夜道を歩くのは少しばかり怖いのですぐに駅を出て帰路へつく楓。そんな金色の美少女が通る度多くの人々が男女関係なく一瞬彼女に視線を奪われてしまう。そんな視線に怖気づく素振りを見せず、楓は堂々とした態度で足を運ぶのであった。
滝沢楓、ここから三駅先にある
長く美しいブロンドの髪と碧眼が特徴であり、言うまでもないが名前の通り彼女はれっきとした日本人である。特徴的な髪と目は祖母が英国人だったのでその遺伝子が受け継がれたのだろうと言うのが楓の家族の認識であった。

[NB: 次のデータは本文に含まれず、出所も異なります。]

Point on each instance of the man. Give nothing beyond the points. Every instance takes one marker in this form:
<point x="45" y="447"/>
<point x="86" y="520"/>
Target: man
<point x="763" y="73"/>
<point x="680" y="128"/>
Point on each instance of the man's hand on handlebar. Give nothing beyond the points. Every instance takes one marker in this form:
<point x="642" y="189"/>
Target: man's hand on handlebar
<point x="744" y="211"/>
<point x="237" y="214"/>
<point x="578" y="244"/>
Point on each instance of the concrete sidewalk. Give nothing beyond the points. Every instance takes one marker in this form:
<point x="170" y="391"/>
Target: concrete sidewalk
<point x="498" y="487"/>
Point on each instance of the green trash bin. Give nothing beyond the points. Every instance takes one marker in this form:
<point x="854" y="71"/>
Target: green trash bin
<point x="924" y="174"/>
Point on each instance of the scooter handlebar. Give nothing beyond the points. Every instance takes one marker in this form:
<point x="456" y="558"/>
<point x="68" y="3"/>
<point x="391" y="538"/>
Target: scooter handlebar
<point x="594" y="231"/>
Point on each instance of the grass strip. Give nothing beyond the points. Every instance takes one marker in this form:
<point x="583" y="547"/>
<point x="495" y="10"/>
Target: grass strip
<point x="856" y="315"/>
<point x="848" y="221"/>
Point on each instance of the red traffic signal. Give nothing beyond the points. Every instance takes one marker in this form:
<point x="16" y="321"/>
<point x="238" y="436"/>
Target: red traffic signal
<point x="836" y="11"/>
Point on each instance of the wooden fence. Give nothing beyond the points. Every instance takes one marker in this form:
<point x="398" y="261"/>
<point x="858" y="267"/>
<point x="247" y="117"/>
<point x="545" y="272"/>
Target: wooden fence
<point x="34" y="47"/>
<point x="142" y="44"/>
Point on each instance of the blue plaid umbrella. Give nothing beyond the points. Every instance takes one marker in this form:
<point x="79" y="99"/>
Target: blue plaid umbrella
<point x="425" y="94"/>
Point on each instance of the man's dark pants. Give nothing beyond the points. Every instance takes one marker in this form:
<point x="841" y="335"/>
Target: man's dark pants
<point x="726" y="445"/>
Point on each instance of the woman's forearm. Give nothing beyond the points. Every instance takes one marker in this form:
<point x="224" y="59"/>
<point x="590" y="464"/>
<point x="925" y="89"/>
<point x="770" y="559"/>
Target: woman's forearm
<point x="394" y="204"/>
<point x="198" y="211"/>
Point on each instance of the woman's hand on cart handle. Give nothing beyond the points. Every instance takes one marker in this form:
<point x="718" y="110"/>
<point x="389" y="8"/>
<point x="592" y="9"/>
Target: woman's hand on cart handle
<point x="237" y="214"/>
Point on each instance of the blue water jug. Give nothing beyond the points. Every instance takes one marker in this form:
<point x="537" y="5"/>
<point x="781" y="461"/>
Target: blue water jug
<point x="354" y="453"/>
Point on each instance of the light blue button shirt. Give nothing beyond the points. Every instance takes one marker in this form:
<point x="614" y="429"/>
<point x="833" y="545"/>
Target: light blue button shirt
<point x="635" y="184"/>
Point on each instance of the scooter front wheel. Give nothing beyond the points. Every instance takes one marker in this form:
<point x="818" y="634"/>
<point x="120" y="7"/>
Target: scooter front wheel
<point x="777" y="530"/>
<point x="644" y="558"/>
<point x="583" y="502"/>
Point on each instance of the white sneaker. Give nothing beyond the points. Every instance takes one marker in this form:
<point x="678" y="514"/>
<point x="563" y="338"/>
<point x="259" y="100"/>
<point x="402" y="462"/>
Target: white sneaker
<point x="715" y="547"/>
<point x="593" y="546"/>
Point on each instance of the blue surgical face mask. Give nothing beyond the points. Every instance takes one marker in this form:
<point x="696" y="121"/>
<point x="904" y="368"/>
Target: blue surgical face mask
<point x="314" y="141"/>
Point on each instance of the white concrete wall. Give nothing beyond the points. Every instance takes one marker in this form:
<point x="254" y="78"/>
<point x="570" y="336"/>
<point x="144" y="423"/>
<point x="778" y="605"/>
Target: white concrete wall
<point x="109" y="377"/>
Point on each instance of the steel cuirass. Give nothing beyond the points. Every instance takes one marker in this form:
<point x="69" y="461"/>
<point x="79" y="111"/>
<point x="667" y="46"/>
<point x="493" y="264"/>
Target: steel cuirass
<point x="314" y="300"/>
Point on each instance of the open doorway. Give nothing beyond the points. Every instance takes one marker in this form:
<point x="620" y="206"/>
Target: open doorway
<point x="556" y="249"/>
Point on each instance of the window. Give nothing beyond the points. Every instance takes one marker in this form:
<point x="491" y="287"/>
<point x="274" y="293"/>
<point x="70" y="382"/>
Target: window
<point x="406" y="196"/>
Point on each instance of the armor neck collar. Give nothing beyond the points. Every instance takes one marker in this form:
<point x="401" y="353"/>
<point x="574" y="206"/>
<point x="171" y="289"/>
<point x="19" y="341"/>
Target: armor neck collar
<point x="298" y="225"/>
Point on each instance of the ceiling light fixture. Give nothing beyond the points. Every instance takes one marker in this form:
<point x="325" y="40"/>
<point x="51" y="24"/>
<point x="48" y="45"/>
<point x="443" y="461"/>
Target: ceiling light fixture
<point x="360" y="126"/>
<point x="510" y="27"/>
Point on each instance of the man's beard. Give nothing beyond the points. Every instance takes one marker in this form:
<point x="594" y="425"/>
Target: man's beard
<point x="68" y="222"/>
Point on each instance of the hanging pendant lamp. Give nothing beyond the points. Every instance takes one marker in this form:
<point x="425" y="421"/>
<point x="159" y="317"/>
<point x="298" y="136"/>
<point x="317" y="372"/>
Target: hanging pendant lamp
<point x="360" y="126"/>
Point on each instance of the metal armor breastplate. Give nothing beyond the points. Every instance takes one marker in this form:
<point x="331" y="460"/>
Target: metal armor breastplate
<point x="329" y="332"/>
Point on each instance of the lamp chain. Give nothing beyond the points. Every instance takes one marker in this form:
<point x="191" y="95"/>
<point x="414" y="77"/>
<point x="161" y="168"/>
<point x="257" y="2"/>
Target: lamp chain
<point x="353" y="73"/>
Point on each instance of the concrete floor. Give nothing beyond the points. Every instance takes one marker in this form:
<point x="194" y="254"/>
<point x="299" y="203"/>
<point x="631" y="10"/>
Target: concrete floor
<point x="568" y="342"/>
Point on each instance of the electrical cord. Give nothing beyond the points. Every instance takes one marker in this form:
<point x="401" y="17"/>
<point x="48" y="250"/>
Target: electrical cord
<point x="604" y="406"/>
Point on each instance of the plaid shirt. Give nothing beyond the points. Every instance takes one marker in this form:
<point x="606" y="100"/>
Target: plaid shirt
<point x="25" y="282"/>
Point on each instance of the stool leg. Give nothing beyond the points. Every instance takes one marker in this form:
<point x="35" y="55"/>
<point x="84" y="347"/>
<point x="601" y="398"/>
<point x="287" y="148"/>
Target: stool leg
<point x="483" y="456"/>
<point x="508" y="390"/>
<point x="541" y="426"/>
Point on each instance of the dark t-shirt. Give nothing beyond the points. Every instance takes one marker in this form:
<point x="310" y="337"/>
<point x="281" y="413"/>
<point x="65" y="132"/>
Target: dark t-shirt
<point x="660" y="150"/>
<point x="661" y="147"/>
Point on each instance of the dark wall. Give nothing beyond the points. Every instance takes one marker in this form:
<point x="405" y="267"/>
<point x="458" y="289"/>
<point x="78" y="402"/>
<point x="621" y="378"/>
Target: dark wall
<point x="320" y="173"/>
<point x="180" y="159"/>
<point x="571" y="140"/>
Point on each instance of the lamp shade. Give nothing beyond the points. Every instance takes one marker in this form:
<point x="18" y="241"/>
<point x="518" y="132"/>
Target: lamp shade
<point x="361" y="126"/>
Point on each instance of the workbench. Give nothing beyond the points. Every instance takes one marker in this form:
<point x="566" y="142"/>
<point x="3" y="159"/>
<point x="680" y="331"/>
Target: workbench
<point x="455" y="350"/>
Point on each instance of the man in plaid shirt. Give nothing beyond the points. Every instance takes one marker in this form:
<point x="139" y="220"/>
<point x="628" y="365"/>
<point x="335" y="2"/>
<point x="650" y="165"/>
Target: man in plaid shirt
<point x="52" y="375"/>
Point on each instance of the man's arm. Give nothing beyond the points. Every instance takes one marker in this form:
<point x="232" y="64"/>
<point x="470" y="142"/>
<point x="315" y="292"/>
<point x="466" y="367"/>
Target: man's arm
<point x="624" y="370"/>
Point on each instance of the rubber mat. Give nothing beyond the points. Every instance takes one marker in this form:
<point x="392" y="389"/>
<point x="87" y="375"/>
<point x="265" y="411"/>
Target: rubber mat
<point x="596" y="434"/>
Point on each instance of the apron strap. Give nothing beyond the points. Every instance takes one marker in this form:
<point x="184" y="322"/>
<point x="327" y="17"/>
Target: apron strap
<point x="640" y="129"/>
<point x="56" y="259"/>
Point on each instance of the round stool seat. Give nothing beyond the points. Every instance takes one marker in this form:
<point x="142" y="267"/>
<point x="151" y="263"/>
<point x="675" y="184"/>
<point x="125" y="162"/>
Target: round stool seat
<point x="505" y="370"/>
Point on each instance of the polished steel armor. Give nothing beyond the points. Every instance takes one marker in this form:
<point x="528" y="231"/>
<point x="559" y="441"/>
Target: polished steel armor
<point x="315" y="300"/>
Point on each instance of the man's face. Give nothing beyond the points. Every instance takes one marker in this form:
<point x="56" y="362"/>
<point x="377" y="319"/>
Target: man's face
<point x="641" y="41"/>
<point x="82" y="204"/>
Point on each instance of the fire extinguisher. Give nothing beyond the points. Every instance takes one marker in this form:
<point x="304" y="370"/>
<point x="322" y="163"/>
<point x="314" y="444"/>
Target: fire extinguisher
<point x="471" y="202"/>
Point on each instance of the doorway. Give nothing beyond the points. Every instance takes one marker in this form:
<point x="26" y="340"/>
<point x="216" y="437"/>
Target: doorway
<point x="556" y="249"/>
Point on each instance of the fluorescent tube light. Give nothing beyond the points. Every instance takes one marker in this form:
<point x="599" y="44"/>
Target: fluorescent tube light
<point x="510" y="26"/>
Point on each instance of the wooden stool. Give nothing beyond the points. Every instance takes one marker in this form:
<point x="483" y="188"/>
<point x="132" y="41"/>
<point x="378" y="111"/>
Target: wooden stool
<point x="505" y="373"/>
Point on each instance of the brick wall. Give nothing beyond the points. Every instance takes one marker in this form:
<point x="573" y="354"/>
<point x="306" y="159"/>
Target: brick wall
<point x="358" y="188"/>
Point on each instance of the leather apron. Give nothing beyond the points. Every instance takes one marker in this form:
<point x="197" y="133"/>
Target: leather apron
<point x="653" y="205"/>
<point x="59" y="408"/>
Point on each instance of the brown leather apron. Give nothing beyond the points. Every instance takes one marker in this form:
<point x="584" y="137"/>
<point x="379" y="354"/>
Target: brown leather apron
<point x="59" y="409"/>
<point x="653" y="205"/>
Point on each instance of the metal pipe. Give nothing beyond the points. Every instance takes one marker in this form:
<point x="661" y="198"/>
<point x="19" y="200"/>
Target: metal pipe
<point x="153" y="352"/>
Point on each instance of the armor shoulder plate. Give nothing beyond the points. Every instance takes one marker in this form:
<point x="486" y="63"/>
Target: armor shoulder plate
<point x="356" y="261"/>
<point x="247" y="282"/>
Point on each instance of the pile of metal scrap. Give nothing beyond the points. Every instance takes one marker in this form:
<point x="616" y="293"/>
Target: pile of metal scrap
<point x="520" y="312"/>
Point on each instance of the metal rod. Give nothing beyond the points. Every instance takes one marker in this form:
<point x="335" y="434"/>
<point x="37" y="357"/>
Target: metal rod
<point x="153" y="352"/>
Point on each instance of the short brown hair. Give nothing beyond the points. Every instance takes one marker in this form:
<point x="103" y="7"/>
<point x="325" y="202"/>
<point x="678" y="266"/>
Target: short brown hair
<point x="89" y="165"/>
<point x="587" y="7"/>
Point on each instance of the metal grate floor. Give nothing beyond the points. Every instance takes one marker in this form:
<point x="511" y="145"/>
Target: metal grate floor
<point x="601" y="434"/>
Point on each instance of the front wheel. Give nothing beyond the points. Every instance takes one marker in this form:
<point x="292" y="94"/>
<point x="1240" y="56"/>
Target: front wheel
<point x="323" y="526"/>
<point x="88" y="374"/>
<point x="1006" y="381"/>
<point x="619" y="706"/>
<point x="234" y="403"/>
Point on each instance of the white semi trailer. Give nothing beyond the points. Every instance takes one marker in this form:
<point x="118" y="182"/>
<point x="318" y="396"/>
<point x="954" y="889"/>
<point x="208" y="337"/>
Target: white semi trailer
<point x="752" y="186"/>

容姿端麗、成績優秀、スポーツ万能、そんな高いスペックを持ってるのにも関わらず、謙虚で思慮深いと生徒だけでなく教師たちにも人気を博していた。
しかし、そんな彼女には人には言えない秘密がある。それは__
☆☆☆☆☆☆
そろそろ家の周辺に辿り着いた楓はふと、とあるゲームセンターに目が止まった。
「……たまにはいいかな?」
何を思ったのか、彼女は古びたゲームセンターへと方向転換させ店へと入って行った。中は、音楽ガンガンで無数のゲームが並べられており学校帰りなのかこの付近の学校の制服を身に纏った生徒たちがちらほらいた。この辺では聖蘭の生徒はいないことを知っている楓は生き生きとした表情を浮かべながらどれをプレイするか見て周った。
「あ、これにしよう」
楓が見つけたのはVR型FPSである。概要としては迫りくる敵兵を撃って次のフィールドへと向かうといった内容になっている。
楓は、卵のように丸い形をした椅子に座った。そこに備え付けられているゴーグル型のVR機を被り、百円を投入する。
ゲームは昔から好きだった。特にゲームセンターは色んな人と対戦することが出来るため、勝てば嬉しいし負ければ悔しい。そんな真剣勝負が出来るこの環境はいくつになっても肌をピリピリさせた。
『Are you ready?』
楓の耳に無感情な機械音が入る。目を閉じ開始を待つと徐々に暗闇から光りが漏れ、次に目を開けると全く違う光景が映り込んできた。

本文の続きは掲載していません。